BANGOR – Philip Scott Fournier was sentenced to 45 years in prison on Friday in a nearly 40-year-old slaying that many thought would never be solved, News Center Maine (WCSH-WLBZ) reported.

A judge found Fournier, 57, guilty in February of killing 16-year-old Joyce McLain. McLain disappeared while she was out jogging near her East Millinocket home in 1980, and her body was found two days later.

Fournier’s defense argued that Fournier’s memories, which played key roles in the prosecution’s case, were not reliable. One defense lawyer said doubts will linger in the case even after conviction and sentencing. There was no physical evidence that tied Fournier to the crime scene.
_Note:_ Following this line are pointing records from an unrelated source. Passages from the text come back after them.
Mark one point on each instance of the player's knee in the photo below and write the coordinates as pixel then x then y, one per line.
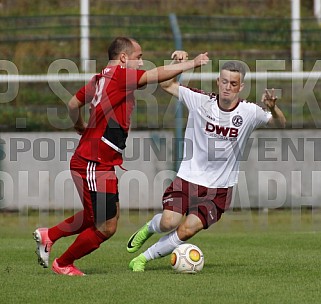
pixel 186 232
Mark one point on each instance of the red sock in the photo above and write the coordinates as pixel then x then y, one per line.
pixel 70 226
pixel 86 242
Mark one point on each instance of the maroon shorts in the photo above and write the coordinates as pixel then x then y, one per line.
pixel 206 203
pixel 97 186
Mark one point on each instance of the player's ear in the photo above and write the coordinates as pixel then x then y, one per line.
pixel 123 57
pixel 241 87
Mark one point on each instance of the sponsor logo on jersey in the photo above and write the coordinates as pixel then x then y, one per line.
pixel 237 120
pixel 221 132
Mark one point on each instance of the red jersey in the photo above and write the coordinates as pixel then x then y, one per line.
pixel 111 94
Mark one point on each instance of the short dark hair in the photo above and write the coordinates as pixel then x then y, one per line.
pixel 234 66
pixel 119 45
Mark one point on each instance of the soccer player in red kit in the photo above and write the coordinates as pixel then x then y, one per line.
pixel 111 98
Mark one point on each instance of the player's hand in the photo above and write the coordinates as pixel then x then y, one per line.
pixel 201 59
pixel 269 98
pixel 179 56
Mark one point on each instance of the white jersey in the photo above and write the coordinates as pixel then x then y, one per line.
pixel 215 139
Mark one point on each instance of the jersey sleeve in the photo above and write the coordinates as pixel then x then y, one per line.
pixel 262 117
pixel 190 98
pixel 87 92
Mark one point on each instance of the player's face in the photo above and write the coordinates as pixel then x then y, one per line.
pixel 229 86
pixel 135 59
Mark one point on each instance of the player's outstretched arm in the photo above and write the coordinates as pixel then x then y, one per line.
pixel 167 72
pixel 278 119
pixel 171 86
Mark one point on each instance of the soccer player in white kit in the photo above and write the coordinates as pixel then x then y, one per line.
pixel 217 130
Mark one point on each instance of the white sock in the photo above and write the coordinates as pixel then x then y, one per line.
pixel 163 247
pixel 154 225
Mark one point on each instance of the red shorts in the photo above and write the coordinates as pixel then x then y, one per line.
pixel 97 186
pixel 207 204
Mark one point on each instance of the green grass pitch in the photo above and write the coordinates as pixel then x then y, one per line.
pixel 250 257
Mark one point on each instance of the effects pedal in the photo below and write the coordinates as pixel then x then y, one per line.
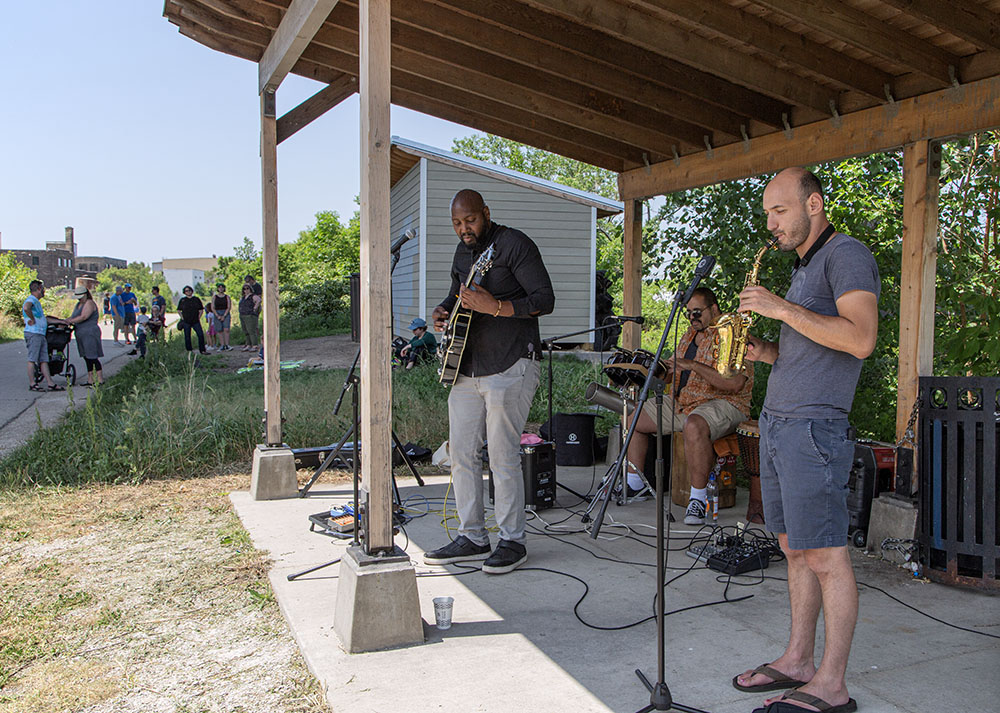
pixel 737 559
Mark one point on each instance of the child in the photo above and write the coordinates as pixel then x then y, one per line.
pixel 142 322
pixel 210 318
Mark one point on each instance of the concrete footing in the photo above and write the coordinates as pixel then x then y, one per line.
pixel 273 473
pixel 377 604
pixel 891 517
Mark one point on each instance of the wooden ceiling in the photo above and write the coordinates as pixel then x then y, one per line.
pixel 627 84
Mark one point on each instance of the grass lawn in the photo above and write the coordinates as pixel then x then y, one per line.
pixel 137 598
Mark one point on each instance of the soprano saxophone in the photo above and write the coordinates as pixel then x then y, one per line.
pixel 732 328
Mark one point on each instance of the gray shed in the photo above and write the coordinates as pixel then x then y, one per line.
pixel 561 220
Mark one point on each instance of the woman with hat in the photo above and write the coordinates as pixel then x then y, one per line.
pixel 88 334
pixel 421 347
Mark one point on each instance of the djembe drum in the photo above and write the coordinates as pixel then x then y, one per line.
pixel 748 437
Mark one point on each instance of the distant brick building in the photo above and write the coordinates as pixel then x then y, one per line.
pixel 58 265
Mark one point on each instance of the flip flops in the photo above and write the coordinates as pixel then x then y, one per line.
pixel 780 706
pixel 779 683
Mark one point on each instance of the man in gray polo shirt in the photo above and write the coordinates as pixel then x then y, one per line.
pixel 829 322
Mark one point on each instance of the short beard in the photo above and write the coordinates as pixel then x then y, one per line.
pixel 797 234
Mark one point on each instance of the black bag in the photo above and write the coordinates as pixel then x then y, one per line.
pixel 415 452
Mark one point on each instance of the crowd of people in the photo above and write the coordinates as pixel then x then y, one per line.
pixel 135 324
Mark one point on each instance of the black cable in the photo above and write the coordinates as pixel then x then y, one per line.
pixel 929 616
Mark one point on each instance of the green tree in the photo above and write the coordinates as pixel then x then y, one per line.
pixel 14 279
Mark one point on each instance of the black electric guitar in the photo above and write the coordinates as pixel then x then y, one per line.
pixel 453 342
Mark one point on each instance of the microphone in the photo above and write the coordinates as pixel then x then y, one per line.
pixel 402 240
pixel 702 270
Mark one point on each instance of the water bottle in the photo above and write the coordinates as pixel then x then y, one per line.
pixel 712 494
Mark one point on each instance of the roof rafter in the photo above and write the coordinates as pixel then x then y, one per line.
pixel 658 71
pixel 865 32
pixel 973 23
pixel 640 28
pixel 779 43
pixel 292 36
pixel 448 22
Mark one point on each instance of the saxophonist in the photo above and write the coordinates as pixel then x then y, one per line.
pixel 829 322
pixel 706 405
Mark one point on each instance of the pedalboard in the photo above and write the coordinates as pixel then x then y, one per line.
pixel 738 559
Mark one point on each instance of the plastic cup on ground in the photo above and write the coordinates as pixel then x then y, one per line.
pixel 442 611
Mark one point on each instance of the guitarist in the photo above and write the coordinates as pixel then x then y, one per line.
pixel 497 379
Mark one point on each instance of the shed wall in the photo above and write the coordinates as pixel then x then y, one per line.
pixel 563 231
pixel 404 214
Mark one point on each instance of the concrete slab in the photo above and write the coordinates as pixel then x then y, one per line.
pixel 516 642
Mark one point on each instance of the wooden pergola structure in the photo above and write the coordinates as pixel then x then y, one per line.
pixel 670 94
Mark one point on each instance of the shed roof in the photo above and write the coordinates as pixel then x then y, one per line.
pixel 405 154
pixel 638 85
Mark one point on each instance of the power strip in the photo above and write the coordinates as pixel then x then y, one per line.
pixel 703 551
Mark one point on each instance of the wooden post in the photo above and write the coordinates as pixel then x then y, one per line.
pixel 376 312
pixel 269 198
pixel 921 169
pixel 632 273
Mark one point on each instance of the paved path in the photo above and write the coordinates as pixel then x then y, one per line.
pixel 19 405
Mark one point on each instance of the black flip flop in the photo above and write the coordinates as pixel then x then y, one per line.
pixel 780 681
Fournier was charged with the crime in 2016, 36 years after it occurred.

The judge heard testimony from McLain’s family and friends.

Fournier, who goes by Scott, spoke for the first time throughout the course of this case, News Center Maine says.


Fournier maintained his innocence and did not apologize to the family of Joyce McLain. Instead, he said he doesn’t remember anything from the night of Aug. 8, 1980. Fournier has a traumatic brain injury from a car accident that same day. He also said he had a drinking problem at the time, but has since gotten help. He said he hasn’t had a sip of alcohol since 1984.

“It sounds like Joyce was a wonderful person,” he told the court. “I have proven that I was not involved in Joyce’s murder.”

Fournier’s family and lawyers say he plans to appeal this decision. He has already asked his attorney to file an appeal.